Search code examples
rtidyrcollaborative-filtering

Creating a User-Item Matrix for Collaborative Filtering


I am attempting to run a Collaborative Filtering (CF) algorithm on a "User-Item-Rating" data. My data is in a long format i.e. each row has data for a User rating a specific item. I need to convert this into a "User-Item" matrix before I can apply a CF algorithm on it.

I am using the spread function from the tidyr package for this task. But given that I have more than 50k unique items, the resulting dataframe would be huge. R is unable to execute this (on my local machine) and throws up the "cannot allocate vector of size" error.

What's the best way to deal with this? Some of the options I tried exploring, but was unable to get them to work:

  • I was thinking if there is a way to return the output of spread call as a Sparse Matrix
  • I also tried exploring if packages which implements CF such as recommenderlab has an option to deal with this. But I could not see any option for that.

Any help will be greatly appreciated.

Thanks!


Solution

  • As you (probably) got sparse data, go with a sparse matrix.
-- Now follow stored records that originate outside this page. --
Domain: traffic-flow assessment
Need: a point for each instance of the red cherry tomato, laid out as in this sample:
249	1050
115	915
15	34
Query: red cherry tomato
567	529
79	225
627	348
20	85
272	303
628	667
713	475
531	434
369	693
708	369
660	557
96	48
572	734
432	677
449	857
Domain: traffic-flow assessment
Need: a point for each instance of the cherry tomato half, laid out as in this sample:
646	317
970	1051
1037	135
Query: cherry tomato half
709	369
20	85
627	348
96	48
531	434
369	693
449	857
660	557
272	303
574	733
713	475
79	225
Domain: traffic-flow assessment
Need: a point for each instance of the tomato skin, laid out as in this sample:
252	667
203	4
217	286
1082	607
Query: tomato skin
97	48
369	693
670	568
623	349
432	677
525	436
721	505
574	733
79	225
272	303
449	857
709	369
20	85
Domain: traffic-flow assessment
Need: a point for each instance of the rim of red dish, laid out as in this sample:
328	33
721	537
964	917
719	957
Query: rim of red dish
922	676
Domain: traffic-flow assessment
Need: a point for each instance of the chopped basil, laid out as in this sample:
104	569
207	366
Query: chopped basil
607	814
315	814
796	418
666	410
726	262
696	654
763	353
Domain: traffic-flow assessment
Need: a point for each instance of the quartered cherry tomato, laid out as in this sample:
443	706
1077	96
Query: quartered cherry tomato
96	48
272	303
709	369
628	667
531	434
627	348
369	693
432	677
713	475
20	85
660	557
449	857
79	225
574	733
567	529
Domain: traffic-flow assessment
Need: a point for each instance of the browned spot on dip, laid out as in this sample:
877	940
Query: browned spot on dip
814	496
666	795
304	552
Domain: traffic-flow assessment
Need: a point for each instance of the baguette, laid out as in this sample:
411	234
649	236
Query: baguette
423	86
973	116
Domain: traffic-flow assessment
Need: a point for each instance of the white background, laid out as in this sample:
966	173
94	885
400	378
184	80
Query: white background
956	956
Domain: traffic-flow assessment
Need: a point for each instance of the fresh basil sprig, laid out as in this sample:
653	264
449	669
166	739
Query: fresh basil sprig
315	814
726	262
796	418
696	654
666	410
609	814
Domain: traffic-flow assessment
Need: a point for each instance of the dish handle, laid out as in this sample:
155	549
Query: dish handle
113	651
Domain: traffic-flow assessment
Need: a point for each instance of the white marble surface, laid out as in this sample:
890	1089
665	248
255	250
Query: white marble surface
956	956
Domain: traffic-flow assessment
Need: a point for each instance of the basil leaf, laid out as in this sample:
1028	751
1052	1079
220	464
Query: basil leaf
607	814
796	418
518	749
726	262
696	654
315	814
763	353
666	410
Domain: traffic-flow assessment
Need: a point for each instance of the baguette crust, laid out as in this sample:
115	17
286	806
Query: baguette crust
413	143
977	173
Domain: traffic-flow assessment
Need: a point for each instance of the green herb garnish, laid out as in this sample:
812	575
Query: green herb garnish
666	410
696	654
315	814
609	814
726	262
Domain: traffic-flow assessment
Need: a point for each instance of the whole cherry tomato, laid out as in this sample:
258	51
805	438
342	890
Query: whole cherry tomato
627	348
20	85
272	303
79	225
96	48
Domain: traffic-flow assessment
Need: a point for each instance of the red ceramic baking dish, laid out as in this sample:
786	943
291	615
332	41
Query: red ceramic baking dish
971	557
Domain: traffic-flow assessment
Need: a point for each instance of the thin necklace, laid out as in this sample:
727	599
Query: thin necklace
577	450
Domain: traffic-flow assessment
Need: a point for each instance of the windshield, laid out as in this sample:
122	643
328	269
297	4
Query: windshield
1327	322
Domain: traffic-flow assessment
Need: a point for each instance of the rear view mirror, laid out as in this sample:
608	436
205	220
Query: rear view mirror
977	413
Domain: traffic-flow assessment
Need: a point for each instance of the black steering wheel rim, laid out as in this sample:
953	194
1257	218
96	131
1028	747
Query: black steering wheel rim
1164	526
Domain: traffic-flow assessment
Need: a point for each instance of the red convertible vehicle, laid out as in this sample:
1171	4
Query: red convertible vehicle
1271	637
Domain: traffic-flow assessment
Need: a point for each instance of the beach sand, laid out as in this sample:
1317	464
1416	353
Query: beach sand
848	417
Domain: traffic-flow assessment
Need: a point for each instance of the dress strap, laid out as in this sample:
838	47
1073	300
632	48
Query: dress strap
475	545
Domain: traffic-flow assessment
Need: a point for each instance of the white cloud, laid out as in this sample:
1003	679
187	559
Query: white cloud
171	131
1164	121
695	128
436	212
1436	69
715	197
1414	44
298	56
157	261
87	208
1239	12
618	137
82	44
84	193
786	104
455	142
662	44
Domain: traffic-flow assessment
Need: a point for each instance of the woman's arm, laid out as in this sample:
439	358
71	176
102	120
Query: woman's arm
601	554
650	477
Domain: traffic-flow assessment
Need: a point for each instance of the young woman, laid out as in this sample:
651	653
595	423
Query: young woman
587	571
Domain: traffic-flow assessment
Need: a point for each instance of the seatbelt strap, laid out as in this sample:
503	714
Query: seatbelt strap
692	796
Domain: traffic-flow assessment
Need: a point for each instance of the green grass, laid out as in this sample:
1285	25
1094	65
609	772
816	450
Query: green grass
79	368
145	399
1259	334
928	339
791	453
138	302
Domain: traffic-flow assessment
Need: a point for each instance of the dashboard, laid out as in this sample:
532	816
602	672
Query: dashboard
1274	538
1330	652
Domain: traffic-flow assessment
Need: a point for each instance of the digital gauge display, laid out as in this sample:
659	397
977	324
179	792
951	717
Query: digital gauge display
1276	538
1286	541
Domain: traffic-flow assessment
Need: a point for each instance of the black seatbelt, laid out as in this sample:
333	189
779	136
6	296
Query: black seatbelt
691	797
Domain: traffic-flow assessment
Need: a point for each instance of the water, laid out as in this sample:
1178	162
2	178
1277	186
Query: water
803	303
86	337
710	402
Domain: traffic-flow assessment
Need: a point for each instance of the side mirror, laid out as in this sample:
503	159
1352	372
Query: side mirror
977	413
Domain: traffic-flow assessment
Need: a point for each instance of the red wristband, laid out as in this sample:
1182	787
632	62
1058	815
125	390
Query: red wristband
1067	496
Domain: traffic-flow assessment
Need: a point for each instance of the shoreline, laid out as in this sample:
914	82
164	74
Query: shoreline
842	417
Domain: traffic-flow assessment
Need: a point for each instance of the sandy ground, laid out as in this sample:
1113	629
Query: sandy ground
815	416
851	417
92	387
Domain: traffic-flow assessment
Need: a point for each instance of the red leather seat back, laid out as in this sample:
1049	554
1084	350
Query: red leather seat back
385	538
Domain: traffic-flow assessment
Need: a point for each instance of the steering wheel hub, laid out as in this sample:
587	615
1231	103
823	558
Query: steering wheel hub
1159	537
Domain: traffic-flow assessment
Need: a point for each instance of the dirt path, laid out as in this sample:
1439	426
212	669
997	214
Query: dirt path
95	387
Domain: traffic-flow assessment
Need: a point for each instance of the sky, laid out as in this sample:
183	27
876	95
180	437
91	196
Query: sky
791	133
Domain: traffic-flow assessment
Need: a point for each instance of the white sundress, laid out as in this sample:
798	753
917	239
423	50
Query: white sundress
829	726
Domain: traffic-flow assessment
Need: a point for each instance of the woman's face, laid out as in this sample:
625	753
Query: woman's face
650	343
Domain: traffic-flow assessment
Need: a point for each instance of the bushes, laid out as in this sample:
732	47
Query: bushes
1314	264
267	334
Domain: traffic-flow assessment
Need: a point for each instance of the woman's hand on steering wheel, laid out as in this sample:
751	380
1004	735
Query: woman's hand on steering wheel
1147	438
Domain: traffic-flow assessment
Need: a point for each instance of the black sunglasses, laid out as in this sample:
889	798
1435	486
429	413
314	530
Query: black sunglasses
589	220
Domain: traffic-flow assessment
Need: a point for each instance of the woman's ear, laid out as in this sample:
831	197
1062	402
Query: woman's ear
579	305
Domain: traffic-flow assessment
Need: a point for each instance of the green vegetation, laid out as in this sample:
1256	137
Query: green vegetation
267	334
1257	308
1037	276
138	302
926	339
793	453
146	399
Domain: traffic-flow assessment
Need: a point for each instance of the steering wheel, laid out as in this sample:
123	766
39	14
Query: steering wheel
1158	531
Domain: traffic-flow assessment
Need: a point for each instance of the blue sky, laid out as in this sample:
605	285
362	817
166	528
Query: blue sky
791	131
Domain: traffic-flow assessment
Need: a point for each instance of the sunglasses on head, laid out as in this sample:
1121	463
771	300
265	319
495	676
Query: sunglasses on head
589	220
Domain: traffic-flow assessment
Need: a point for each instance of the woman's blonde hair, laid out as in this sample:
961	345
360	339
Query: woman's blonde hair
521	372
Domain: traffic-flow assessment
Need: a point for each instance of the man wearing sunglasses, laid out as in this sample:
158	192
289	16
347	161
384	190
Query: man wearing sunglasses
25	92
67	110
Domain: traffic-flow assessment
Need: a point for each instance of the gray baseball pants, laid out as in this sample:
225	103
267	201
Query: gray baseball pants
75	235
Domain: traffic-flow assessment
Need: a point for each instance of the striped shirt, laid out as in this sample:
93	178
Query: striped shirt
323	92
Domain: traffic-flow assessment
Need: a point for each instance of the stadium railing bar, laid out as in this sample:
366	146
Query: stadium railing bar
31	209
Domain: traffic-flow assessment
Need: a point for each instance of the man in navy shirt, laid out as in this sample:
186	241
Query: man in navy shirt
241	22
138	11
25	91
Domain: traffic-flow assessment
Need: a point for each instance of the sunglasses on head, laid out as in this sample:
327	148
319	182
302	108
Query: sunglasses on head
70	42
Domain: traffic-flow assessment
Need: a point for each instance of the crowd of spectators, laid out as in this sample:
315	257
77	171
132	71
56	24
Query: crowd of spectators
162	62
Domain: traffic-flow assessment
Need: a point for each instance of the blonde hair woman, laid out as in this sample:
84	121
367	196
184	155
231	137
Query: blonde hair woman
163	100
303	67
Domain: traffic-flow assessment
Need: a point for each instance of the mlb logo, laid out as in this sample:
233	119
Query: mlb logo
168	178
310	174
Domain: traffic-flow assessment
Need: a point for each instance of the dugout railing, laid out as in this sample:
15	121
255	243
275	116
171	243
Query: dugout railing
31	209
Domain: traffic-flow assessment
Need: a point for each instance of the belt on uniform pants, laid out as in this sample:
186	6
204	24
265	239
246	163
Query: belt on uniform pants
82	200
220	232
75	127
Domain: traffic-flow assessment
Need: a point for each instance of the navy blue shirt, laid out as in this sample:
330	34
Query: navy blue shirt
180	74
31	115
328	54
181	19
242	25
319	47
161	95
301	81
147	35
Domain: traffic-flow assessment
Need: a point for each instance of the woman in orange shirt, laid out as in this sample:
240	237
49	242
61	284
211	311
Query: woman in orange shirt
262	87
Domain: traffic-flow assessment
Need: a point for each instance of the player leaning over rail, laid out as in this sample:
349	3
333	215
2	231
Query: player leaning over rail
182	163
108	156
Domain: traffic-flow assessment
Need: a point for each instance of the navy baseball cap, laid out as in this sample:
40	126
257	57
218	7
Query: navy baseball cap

Here's an example for 50000 sparse example ratings:

    library(stringi)
    library(Matrix)
    set.seed(1)
    df <- data.frame(item = stri_rand_strings(50000, 4))
    df$user <- as.factor(1:nrow(df))
    df$rating <- sample(1:10, nrow(df), T)
    m <- sparseMatrix(
      i = as.integer(df$user), 
      j = as.integer(df$item), 
      x = df$rating, 
      dimnames = list(levels(df$user), levels(df$item))
    )